On Thursday 4 May 1820 Keats wrote to his sister:
My dear Fanny—
I went for the first time into the City the day before yesterday, for before I was very disinclined to encounter the scuffle, more from nervousness than real illness; which notwithstanding I should not have suffered to conquer me if I had not made up my mind not to go to Scotland, but to remove to Kentish Town till Mr. Brown returns. Kentish Town is a mile nearer to you than Hampstead—
I have been getting gradually better, but am not so well as to trust myself to the casualties of rain and sleeping out which I am liable to in visiting you. Mr. Brown goes on Saturday, and by that time I shall have settled in my new lodging, when I will certainly venture to you. You will forgive me I hope when I confess that I endeavour to think of you as little as possible and to let George dwell upon my mind but slightly. The reason being that I am afraid to ruminate on anything which has the shade of difficulty or melancholy in it, as that sort of cogitation is so pernicious to health, and it is only by health that I can be enabled to alleviate your situation in future. For some time you must do what you can of yourself for relief; and bear your mind up with the consciousness that your situation cannot last for ever, and that for the present you may console yourself against the reproaches of Mrs. Abbey. Whatever obligations you may have had to her you have none now, as she has reproached you. I do not know what property you have, but I will enquire into it: be sure however that beyond the obligation that a lodger may have to a landlord you have none to Mrs. Abbey. Let the surety of this make you laugh at Mrs. A.’s foolish tattle.
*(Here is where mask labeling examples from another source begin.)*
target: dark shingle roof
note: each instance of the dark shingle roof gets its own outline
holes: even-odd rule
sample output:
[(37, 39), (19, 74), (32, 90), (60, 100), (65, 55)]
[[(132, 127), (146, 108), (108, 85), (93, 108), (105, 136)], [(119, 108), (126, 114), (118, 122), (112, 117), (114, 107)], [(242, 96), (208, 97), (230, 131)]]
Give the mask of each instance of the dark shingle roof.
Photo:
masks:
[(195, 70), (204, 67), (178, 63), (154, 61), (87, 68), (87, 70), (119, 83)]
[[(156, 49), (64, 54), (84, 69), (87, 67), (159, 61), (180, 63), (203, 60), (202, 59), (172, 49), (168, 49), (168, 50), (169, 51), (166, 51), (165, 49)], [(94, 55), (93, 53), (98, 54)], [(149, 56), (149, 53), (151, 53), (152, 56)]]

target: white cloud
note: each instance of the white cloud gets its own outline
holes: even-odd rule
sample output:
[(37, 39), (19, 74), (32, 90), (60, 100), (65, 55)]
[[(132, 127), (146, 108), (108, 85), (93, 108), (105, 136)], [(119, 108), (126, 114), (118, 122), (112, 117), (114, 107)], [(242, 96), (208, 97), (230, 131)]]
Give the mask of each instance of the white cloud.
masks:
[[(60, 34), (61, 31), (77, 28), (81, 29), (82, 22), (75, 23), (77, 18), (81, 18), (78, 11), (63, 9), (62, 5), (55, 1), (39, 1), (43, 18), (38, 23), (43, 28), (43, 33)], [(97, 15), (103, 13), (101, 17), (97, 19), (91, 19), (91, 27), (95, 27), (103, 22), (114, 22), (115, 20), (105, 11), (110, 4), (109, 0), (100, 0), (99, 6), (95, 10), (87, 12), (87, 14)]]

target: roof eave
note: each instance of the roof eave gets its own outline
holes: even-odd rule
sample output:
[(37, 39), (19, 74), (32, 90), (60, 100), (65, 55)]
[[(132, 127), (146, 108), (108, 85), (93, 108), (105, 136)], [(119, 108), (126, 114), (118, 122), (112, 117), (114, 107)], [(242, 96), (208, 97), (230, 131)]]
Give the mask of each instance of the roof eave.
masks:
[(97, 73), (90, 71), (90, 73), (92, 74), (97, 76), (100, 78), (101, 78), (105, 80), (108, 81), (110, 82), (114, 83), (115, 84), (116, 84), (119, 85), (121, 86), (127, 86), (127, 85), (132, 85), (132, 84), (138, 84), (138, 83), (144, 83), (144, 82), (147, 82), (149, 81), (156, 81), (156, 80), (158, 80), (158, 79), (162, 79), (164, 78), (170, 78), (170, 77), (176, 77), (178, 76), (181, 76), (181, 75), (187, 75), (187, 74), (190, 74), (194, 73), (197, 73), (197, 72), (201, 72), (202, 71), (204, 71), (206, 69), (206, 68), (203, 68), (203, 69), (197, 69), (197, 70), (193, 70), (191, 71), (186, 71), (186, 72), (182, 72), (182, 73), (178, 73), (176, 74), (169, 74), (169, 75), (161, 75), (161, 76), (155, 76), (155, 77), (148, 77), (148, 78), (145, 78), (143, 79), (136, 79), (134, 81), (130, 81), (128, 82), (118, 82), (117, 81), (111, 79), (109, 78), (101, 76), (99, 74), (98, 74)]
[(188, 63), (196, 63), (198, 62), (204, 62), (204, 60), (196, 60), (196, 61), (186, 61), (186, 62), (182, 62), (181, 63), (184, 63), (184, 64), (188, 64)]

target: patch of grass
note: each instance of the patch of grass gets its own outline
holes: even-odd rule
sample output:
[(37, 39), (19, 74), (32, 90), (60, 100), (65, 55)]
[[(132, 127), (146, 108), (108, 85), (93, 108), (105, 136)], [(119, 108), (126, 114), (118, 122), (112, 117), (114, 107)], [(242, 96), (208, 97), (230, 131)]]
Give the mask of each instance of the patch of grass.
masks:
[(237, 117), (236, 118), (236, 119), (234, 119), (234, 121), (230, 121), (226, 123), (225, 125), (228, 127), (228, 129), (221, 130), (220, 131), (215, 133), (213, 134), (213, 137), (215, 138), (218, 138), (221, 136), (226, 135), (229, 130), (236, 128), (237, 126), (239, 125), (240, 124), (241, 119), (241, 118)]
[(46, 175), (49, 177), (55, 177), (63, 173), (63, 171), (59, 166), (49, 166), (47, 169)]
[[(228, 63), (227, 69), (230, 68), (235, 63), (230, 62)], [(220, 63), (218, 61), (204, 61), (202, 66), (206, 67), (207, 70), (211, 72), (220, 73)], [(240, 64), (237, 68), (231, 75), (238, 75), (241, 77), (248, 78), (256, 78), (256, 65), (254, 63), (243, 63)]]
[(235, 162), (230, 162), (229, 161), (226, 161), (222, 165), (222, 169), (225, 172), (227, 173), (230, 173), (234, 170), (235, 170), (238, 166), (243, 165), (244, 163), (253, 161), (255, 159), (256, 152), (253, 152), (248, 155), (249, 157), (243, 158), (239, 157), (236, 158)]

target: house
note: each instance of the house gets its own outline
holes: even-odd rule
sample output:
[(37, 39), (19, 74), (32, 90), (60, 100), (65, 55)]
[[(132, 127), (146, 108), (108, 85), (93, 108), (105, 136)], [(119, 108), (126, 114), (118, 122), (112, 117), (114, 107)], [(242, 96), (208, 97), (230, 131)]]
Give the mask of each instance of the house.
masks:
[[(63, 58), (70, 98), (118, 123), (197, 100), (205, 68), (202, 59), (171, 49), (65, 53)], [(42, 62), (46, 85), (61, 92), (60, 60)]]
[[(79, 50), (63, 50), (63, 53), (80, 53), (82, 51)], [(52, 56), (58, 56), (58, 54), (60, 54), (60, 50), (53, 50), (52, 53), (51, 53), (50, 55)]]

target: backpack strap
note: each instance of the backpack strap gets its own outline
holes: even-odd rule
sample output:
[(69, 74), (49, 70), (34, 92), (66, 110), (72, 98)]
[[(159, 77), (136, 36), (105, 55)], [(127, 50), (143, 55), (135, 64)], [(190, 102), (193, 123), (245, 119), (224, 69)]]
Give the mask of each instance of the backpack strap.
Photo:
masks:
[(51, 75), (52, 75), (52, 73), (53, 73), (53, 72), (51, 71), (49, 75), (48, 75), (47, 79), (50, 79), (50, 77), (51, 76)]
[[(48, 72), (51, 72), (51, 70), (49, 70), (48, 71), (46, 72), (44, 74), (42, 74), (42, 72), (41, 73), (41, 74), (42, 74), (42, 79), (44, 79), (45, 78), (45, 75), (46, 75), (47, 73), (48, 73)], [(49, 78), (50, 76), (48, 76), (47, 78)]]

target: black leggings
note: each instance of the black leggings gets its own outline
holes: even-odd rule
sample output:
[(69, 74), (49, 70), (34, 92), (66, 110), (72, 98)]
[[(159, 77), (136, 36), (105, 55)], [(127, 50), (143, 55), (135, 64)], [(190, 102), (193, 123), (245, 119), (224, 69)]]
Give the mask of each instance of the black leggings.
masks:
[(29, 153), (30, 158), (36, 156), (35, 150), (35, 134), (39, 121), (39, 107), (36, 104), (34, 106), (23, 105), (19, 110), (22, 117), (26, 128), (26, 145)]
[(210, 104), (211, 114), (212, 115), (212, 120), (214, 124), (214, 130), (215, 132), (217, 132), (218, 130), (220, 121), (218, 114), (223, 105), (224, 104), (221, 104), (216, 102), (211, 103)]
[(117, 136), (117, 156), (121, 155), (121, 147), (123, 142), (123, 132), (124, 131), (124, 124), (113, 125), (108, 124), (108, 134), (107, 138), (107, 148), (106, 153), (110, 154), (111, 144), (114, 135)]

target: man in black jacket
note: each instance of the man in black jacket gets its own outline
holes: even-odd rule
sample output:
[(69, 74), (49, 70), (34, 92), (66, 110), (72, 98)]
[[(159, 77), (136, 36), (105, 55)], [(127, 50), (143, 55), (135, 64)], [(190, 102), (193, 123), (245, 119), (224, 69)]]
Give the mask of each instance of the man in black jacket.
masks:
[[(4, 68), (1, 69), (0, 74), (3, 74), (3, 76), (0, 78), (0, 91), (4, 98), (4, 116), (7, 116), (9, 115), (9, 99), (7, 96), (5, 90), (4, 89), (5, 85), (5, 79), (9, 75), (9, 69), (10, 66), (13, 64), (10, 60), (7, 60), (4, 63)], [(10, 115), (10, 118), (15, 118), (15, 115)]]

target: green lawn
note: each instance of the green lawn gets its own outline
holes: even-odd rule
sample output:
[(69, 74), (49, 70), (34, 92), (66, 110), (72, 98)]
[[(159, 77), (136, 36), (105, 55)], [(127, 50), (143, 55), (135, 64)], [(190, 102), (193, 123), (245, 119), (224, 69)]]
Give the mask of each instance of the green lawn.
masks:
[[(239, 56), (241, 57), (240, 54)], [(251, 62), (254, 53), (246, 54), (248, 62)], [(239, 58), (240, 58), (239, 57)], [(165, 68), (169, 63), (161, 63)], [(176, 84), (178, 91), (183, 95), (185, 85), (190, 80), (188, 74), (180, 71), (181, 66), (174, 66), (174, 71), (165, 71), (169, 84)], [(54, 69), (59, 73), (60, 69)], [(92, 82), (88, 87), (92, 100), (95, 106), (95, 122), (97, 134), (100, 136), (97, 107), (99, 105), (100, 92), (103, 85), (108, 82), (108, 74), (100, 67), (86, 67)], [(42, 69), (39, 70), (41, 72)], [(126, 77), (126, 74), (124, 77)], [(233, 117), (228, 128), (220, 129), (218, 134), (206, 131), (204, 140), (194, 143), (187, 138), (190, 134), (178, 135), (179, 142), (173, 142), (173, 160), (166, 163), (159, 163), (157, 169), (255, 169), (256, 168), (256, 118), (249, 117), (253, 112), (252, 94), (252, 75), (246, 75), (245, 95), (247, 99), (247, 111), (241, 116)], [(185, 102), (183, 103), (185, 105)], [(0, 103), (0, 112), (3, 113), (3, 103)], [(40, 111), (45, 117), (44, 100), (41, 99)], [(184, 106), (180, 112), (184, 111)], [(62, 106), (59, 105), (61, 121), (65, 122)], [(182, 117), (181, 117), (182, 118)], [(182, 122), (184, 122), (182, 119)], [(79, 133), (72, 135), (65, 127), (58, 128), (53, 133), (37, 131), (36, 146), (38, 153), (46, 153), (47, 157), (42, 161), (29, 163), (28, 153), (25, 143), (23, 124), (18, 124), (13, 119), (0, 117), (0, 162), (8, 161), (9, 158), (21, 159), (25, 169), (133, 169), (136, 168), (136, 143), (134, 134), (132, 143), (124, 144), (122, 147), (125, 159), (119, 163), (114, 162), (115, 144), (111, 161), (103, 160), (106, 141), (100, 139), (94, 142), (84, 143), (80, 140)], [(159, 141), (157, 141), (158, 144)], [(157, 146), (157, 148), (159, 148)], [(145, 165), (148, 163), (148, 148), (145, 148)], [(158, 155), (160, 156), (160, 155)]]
Mrs. Dilke’s Brother has got your Dog. She is now very well — still liable to Illness. I will get her to come and see you if I can make up my mind on the propriety of introducing a stranger into Abbey’s house. Be careful to let no fretting injure your health as I have suffered it — health is the greatest of blessings — with health and hope we should be content to live, and so you will find as you grow older.
I am, my dear Fanny, your affectionate Brother
[Keats had to move out of his rooms in Wentworth Place, Hampstead, as his landlord Charles Brown would be letting them out while he took his usual walking tour in Scotland.]